Showing posts with label In the Life. Show all posts
Showing posts with label In the Life. Show all posts

Wednesday, January 11, 2023

How I Became An "In The Life" Contributor


How I came to write about the Harlem Renaissance writer and artist Richard Bruce Nugent for Joseph Beam's 1986 anthology, In the Life, is an interesting story.

Joe, who worked at a gay bookstore in Philadelphia called Giovanni's Room, wrote me a fan letter and sent it in care of the New York Native, a weekly gay paper that I wrote for in a freelance capacity in the early eighties.

The bookstore carried the Native which Joe told me he only read if it had an article in it by me. He was admittedly hungry for articles about other black gay men of which there was not that much, particularly in the gay press.

A short time later, Joe asked me to write an article about Bruce Nugent and gave me his phone number in Hoboken, New Jersey. Looking back, Joe probably got the number from Tom Wirth, Nugent's friend and literary executor, who reissued the controversial journal, Fire!!, that Nugent, Langston Hughes, and others put out in the 1920s.

Up to that point, I knew nothing about Nugent. But I took on the assignment and wrote an article in which I tried to put Nugent's life and career within a larger context of what was happening in Harlem and elsewhere, artistically and otherwise.

Years after In the Life came out, I discovered that I'd  been in error when I said that Bruce Nugent was the last living member of the Harlem Renaissance. He wasn't. Dorothy West, also a writer, was still alive when I interviewed him.

Thursday, January 3, 2019

Dorothy Beam, Writer Joe Beam's Mother, Has Died

I just learned via archivist Steven G. Fullwood's Facebook page of the passing of Dorothy Beam on December 26, 2018 at the age of 94. She was the mother of Joseph Beam, the editor of In the Life: A Black Gay Anthology, of which I was a contributor. Joe died in 1988.

A memorial service for Mrs. Beam is set for Wednesday, January 9, 2019, at 11 a.m., at the Vine Memorial Baptist Church, 5600 West Girard Avenue, Philadelphia, Pennsylvania.

R.I.P. Mrs. Beam.

Saturday, November 7, 2015

My First Trip To Philadelphia, 1985

It was thirty years ago this past September that I was invited by Joe Beam to a poetry reading in Philadelphia featuring Essex Hemphill and Pat Parker (both, like Joe, now deceased). It was my first trip to Philadelphia (I got there via Amtrak). It was also at this time that Joe showed me the typescript of his groundbreaking anthology about black gay men, In the Life. I became a contributor to the book.

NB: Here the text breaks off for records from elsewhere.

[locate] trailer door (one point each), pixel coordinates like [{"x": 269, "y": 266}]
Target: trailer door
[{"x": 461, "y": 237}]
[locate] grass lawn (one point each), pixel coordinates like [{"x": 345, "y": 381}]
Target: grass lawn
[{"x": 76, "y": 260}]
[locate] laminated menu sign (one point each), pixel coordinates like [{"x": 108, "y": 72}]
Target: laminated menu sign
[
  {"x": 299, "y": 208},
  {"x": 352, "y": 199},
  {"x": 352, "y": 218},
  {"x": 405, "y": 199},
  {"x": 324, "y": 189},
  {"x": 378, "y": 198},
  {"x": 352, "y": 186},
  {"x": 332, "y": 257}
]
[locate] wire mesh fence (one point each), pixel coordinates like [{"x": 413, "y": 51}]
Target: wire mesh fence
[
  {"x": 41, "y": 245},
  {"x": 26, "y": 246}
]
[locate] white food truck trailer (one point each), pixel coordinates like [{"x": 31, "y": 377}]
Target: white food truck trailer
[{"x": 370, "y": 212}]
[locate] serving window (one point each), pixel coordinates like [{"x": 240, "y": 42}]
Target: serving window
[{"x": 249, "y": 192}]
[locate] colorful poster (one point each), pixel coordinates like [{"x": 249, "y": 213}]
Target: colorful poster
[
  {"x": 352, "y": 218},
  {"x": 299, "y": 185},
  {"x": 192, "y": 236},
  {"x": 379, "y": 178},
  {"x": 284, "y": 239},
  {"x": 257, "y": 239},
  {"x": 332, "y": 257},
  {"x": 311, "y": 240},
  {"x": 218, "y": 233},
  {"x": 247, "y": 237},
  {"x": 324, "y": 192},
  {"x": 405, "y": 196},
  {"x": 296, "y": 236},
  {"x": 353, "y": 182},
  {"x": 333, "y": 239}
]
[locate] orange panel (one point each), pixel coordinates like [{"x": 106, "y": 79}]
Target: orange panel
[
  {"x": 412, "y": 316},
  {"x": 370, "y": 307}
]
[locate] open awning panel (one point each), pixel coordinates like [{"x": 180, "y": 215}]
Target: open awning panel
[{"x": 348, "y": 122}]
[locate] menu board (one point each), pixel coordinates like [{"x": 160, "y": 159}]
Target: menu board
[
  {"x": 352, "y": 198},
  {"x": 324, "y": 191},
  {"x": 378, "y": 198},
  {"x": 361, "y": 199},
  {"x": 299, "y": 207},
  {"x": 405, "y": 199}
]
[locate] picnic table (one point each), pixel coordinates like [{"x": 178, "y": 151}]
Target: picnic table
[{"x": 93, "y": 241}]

A year or so earlier, Joe sent me the book's Introduction. He wanted me to read it and make any suggestions. I remember it being very long. I'm sure I made several suggestions but the only one that sticks out is my suggestion that he begin the Introduction at a particular point in the text. He took my advice which is why the Intro begins where it does.

Friday, June 5, 2009

When Black Gay Arts Thrived

Much has been written and said about the Harlem Renaissance of the 1920s and the Black Arts Movement of the 1960s. However, very little has been written about another black arts movement that occurred among black gays and lesbians mainly here in New York. As you may know, the '80s was a frightening time because of the burgeoning AIDS crisis. But it was also a very creative period for black gays and lesbians in all the arts: fiction, the theatre, photography, music, dance, film, and art.
Out of this period came such notables as Assotto Saint, Melvin Dixon, Marlon Riggs, Joseph Beam, Barbara Smith, Audre Lorde, Essex Hemphill to name a few.
Unfortunately, most of the male individuals are now dead, victims of the AIDS epidemic. They left behind, however, a body of work that revealed a promising talent that was cut short.
Also, at that time numerous literary journals began to emerge: Other Countries Journal, Habari Daftari, BLK, Pyramid Periodical, In the Life: A Black Gay Anthology, etc.
From 1983 to 1988, I wrote for the now-defunct weekly newspaper, the New York Native. Most of the articles I contributed focused on the black gay and lesbian community. So I got the opportunity to interview and write about many of the participants of this movement. A few of them like Assotto Saint became friends. So whenever I see them mentioned in an article or book, my mind goes back to when I spoke to them on the phone or attended one of their readings or ate dinner with them. For me they will always be more than just a name on a printed page.
Just as Edmund White and Felice Picano have kept the memory of the members of the Violet Quill writing group alive, so too should the names and the work of the aforementioned writers be memorialized.
Eventually someone will write a memoir or critique of the black gay arts movement. I hope I will be able to share my thoughts and memories as well as documentary material with that scholar.